Friday, June 13, 2014

Tenured professor provided due process, 6th Circuit rules

A unanimous three-judge panel of the federal 6th Circuit Court of Appeals has determined that a university professor was provided the due process he was entitled to under the U.S. Constitution, despite his claims to the contrary. In that case, the professor had been employed by the university's Political Science Department for a period of almost thirty years. At some point, as a result of a dispute between the professor and the university, the two parties entered into an agreement wherein the professor agreed to abide by certain expectations. The agreement further provided that the professor's compliance with the agreement would be adjudged by a panel of three faculty members; one faculty member was to be chosen by the Dean, one by the faculty chair, and one by the professor himself. Within a year of entering into the agreement, the professor was accused of being in violation of the agreement. The three person faculty committee was then formed. After a 'hearing' the professor was terminated. The professor instituted suit in the U.S. District Court, alleging violations of the 14th Amendment, including procedural and substantive due process. However, the district court refused to find a violation and found against the professor. This holding was upheld today by the 6th Circuit. The case is McKenna v. Bowling Green State University, et al. Case No. No. 13-4054.

Wednesday, March 19, 2014

Lucas County Court of Appeals holds that charter school management company and employees not immune from liability

The Court of Appeals for the Sixth Appellate District has ruled that while a charter school itself is immune from most lawsuits as a political subdivision, a charter school's management company is not. In that case, a minor was injured at the school and sued the charter school management company, as well as an employee of that company. The management company alleged that it, like the charter school, were immune from liability as a political subdivision. The trial court ruled that the company was not immune from suit and the appeals court agreed. The case is Cunningham v. Star Academy of Toledo, 2014-Ohio-428.

Thursday, March 13, 2014

U.S. Supreme Court refuses to hear "I heart boobies" appeal.
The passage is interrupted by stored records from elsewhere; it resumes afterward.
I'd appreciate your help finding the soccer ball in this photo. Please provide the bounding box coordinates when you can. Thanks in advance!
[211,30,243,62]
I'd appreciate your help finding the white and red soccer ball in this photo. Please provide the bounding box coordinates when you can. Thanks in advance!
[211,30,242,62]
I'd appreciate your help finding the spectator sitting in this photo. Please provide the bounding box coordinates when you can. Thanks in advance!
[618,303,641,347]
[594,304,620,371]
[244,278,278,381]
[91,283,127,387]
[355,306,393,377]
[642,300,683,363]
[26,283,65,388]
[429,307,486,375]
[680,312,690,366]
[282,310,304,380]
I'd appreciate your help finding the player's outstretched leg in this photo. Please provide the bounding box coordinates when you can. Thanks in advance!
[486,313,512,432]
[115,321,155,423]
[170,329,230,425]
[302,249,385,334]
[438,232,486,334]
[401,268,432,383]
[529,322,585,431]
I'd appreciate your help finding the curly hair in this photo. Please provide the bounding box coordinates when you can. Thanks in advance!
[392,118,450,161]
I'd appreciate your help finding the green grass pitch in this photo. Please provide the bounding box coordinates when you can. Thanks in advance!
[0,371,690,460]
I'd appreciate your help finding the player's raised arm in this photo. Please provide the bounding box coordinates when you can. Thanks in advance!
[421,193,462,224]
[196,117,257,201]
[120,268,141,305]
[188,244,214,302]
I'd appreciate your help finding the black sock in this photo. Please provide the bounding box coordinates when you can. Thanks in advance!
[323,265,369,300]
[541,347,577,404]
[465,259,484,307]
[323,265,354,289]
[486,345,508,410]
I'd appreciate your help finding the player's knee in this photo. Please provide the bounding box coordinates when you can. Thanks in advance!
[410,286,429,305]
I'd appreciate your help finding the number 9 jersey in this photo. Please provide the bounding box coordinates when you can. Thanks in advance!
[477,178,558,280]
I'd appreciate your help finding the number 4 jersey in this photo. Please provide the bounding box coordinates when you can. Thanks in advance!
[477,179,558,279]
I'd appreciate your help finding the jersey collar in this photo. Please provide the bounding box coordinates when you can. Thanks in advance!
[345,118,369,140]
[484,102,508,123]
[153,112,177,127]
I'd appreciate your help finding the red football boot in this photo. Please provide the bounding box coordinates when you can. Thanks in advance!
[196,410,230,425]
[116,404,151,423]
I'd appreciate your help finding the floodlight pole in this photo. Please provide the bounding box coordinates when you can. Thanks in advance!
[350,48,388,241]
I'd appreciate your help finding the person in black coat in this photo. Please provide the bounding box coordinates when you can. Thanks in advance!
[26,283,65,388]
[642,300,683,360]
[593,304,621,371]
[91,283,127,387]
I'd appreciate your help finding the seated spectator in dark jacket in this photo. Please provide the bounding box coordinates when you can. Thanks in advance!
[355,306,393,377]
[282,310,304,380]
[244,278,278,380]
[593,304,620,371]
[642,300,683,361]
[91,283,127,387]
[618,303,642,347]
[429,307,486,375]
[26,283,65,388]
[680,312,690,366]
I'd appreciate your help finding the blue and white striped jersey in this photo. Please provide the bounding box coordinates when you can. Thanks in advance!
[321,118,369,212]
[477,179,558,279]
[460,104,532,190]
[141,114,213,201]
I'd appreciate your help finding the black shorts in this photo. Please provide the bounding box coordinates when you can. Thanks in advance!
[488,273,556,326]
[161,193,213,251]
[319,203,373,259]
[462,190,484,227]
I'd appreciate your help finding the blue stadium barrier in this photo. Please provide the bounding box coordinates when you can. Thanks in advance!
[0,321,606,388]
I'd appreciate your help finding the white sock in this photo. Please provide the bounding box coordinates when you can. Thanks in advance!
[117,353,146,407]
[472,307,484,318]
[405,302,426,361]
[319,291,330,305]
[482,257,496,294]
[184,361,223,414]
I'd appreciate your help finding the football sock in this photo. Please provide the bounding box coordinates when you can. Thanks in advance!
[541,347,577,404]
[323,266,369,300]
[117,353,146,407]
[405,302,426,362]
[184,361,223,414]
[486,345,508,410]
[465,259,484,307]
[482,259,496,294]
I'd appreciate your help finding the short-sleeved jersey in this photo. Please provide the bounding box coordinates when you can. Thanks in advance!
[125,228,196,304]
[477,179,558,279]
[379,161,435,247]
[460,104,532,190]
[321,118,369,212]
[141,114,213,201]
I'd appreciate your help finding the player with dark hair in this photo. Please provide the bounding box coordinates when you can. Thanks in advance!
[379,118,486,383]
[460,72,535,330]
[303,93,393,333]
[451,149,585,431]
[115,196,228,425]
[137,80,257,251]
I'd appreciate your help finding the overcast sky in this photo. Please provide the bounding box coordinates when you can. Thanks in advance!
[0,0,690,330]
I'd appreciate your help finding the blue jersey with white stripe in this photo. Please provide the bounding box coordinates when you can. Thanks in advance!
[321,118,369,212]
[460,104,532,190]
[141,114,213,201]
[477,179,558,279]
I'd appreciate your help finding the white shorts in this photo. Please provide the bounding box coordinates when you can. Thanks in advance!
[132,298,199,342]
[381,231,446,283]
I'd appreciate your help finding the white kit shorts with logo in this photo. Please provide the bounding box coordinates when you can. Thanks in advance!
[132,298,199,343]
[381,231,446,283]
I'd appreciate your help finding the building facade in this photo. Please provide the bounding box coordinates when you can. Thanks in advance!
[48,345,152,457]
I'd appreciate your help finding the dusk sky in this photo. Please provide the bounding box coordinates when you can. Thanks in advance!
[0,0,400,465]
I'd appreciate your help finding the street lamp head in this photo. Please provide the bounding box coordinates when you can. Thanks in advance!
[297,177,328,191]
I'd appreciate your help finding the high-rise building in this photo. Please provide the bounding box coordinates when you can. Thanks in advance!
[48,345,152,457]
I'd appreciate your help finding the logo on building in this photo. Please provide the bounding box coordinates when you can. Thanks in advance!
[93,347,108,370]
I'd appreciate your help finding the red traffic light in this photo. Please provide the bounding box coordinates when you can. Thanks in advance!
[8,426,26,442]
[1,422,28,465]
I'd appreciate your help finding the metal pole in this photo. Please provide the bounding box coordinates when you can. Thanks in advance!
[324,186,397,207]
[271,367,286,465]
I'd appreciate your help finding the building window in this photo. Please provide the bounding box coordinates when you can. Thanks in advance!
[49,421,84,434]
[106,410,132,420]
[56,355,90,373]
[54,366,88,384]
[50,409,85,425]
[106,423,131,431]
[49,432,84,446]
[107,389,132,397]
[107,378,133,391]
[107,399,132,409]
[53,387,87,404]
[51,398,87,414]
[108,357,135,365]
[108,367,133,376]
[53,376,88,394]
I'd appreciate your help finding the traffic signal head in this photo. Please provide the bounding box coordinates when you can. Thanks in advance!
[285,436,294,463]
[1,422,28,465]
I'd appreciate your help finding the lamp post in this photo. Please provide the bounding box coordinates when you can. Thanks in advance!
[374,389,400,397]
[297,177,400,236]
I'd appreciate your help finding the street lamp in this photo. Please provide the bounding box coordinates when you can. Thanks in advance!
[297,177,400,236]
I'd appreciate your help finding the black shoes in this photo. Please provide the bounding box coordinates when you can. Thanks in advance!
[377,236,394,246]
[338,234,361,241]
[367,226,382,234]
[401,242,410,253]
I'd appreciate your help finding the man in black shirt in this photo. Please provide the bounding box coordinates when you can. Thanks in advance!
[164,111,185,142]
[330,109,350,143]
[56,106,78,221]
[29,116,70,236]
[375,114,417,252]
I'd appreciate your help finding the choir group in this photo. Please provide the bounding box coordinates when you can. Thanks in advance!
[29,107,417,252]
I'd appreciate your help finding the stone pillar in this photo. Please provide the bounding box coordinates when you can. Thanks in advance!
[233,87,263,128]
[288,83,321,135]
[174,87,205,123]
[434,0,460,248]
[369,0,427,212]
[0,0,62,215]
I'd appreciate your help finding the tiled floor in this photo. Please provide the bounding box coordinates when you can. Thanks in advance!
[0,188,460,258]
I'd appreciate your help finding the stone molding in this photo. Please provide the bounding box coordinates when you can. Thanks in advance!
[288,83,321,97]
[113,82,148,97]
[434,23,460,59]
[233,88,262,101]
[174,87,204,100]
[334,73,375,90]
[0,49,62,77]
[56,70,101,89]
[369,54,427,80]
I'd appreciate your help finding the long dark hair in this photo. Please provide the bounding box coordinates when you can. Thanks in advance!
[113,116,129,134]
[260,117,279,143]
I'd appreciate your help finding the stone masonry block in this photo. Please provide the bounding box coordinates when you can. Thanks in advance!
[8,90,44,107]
The Supreme Court of the United States allowed a lower court decision to stand, this week, that upheld the right of students to wear "I ♥ Boobies" bracelets for breast cancer awareness. In that case, in neighboring Pennsylvania, middle school students had been suspended for wearing the bracelets. The school, citing the Supreme Court's 1986 decision in Bethel School District v. Fraser, believed that they had the ability to ban this speech as being lewd, vulgar, and inappropriate. The decision not to take the case is not a decision on the merits but may be instructive to public school students and administration alike to help further clarify what speech is and is not constitutionally permissible inside the schoolhouse gates.